There is an insightful account on how the security establishment deals with informers. The status and fate of the “informers” are often questionable. Underscoring what we have seen in movies, Josy Joseph verifies that most of the informers lose their lives in the process of maintaining national security. Since our security establishment lacks a defined protocol for someone to qualify as an informant, often informants of poor integrity and with vested interests are chosen. There is no effort to process information for accuracy or to rank informants by their credibility. This results in trusting bogus informants. This is not peculiar to Indian system though. Many of these informants have even been later made into bogus terrorists and exploited in fake encounters, unless they don’t provide what the agencies want.
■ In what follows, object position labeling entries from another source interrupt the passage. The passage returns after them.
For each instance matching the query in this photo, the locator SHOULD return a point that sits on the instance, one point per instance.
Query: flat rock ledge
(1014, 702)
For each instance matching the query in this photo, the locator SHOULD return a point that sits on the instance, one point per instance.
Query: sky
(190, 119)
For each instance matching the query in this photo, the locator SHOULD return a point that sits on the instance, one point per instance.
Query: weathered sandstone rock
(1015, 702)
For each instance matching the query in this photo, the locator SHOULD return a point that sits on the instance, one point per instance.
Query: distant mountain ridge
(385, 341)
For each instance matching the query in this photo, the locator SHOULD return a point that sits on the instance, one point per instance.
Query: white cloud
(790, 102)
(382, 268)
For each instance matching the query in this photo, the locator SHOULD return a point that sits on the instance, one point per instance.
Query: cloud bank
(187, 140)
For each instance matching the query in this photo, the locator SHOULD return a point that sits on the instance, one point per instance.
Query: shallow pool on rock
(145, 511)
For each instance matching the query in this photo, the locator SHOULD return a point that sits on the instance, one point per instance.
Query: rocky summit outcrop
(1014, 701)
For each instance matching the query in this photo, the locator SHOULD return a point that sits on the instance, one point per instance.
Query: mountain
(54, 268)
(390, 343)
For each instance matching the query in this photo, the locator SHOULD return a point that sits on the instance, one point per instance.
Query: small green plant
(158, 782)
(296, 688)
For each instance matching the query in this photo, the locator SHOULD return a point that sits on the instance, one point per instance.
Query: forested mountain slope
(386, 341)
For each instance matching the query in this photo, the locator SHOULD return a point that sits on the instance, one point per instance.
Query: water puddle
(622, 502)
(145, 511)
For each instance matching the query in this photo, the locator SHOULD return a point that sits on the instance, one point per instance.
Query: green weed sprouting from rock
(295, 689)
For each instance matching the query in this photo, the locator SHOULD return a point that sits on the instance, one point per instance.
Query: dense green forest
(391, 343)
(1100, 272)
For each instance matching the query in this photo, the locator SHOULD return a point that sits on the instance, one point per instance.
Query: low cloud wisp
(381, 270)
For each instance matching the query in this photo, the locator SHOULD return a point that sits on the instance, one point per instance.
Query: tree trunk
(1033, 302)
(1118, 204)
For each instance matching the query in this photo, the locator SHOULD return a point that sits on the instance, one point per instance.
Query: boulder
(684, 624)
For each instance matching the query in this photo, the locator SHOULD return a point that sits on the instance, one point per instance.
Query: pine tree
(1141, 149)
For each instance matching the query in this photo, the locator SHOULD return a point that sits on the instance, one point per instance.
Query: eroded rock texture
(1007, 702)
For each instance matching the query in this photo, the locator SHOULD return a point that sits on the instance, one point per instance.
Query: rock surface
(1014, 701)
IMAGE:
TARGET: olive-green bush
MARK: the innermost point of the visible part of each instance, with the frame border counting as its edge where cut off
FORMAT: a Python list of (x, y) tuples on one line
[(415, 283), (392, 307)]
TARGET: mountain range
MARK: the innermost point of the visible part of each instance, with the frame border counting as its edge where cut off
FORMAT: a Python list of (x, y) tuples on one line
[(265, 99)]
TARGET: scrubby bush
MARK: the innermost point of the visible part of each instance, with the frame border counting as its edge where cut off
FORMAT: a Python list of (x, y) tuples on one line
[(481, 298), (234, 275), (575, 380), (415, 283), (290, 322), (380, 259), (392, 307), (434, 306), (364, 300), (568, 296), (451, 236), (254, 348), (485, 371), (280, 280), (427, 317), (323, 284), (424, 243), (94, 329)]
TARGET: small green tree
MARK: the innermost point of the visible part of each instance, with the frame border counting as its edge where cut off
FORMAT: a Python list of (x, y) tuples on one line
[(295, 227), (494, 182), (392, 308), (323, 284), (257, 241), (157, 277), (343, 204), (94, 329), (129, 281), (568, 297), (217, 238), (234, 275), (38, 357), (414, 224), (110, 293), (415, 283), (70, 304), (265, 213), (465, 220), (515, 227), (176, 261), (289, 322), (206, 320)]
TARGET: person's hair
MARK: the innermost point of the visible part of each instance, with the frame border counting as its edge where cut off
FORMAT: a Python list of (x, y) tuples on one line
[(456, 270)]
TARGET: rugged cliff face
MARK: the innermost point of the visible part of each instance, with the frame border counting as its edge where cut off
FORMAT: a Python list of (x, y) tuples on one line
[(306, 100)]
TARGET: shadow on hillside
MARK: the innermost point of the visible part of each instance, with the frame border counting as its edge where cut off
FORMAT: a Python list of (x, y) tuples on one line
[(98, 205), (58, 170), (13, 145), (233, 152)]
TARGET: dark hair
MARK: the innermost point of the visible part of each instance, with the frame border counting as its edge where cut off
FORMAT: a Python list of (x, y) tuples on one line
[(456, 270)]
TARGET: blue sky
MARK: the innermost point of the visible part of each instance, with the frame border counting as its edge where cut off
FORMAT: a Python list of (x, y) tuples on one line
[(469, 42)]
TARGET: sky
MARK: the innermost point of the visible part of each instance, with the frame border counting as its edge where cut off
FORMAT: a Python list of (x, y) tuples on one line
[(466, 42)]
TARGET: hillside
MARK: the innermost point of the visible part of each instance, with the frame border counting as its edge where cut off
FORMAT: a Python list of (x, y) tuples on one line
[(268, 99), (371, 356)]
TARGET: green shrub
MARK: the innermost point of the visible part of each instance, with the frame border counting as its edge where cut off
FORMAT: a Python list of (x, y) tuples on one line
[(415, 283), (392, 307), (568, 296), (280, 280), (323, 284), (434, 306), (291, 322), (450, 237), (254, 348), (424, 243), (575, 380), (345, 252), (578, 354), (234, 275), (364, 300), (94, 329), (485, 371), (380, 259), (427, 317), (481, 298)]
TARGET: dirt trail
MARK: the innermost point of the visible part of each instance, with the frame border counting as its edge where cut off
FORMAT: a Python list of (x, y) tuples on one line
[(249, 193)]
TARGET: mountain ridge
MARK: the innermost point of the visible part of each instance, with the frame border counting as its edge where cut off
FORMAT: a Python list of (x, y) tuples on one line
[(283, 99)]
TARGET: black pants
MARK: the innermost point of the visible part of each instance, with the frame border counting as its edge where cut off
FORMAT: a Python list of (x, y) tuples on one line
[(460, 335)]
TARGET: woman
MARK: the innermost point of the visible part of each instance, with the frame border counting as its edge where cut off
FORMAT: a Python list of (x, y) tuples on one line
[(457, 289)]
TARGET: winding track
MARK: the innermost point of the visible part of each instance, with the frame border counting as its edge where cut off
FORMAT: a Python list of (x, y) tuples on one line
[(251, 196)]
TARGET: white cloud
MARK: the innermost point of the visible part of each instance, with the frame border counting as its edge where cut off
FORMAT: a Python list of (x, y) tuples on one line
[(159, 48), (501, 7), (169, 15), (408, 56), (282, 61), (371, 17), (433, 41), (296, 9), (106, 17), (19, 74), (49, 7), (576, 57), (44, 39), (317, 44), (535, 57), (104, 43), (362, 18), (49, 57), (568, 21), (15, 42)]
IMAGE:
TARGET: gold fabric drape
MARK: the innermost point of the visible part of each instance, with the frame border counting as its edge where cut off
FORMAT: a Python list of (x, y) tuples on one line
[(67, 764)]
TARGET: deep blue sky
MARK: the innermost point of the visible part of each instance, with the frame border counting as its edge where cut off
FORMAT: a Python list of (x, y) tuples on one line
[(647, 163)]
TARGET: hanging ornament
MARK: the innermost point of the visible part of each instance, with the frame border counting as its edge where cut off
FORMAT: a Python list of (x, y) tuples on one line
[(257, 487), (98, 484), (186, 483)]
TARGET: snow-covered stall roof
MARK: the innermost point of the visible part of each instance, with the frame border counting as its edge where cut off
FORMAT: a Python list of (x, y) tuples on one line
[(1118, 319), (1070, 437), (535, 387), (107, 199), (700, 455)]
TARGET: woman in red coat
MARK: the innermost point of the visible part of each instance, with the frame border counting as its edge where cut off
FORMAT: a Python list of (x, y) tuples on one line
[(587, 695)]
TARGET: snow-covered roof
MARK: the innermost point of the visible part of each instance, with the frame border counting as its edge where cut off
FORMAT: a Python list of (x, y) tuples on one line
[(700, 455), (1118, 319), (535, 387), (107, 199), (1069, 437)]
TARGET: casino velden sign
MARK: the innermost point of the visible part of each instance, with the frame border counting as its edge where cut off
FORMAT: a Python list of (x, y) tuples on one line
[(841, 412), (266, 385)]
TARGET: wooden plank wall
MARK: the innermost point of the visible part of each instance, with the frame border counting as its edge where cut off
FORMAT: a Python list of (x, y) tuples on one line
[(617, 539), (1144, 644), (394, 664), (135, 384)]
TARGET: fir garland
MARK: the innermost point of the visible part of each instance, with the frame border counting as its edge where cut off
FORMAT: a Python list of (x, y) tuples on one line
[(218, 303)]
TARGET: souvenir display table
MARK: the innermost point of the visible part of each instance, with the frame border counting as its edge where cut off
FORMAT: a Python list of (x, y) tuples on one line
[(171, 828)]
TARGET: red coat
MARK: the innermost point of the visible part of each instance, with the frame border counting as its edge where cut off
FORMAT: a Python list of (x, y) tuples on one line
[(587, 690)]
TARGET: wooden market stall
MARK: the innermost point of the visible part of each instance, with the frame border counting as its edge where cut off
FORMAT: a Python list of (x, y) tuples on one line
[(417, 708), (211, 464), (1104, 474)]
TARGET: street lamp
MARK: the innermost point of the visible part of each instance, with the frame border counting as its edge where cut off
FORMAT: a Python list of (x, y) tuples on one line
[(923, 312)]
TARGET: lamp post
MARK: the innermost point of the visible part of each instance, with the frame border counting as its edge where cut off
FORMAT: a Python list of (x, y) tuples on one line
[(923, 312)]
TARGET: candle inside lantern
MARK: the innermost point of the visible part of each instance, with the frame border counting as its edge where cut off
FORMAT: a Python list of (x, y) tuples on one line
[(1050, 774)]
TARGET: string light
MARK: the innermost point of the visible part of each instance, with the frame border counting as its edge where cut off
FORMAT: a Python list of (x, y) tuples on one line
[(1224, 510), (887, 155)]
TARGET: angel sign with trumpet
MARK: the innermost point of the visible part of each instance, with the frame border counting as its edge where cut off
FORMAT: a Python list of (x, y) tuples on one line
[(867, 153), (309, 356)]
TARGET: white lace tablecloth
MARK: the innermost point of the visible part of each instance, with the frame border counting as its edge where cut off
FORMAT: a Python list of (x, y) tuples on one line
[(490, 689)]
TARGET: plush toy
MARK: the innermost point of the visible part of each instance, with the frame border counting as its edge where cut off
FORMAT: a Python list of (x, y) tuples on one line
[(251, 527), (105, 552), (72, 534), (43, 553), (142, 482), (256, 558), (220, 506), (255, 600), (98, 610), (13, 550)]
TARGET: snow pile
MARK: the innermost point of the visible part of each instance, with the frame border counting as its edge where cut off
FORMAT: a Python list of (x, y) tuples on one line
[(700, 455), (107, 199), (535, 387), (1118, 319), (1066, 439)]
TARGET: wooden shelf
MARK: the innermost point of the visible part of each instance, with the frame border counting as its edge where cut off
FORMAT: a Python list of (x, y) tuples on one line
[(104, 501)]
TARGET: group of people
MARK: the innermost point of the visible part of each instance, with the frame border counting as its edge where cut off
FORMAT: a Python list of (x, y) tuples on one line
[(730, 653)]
The book reminds us how a seemingly unharmful fake news can cost several lives. Unsurprisingly, poor Muslims are targeted in this “informer” process.
The book also systematically elaborates on how insurgency was conceived in Punjab and the way it was brutally supressed, the classic Kashmir valley issues and how the security establishment repeatedly and violently pushed an average Kashmiri away from the idea of India, the infamous “Gujarat Model”, turbulences in the Northeast and India’s role in the Sri Lankan civil war and associated “our boys” concept of Indian peace Keeping Force (IPKF). Taking LTTE as a case study, the author sharply discusses the failure of India in Sri Lanka. A security establishment must be bias-free and must clearly understand the ground reality. Hence the root cause of the Indian establishment failure was its repeated ignorance of the fact that violence is secular.
The author also reminds the readers that this is not a military-part issue or the problem of states with international borders. The deep state works at a pan-Indian level, and the non-military parts of the security establishments are challenging the constitutional rights of the citizens. Our history of misused draconian laws such as TADA, POTA, MCOCA, AFSPA and UAPA serve as examples. If not, at least an average Indian afraid of dealing with the police is telling a fact. The Silent Coup brings to the table the fact that when the professionalism of the security establishment is put to a test, or when uncomfortable questions are asked, a part of the security establishment will come forward to defend and stand for their institution. That said, oppression becomes a new normal. It is quite obvious for one to feel pessimistic after finishing this book and wonder where India’s security establishment and future democracy are heading. However, it is reasonable to believe that accounts like this could be an eye opener for the next generation bureaucrats, judiciaries and political establishments and that we still are left with a ray of hope.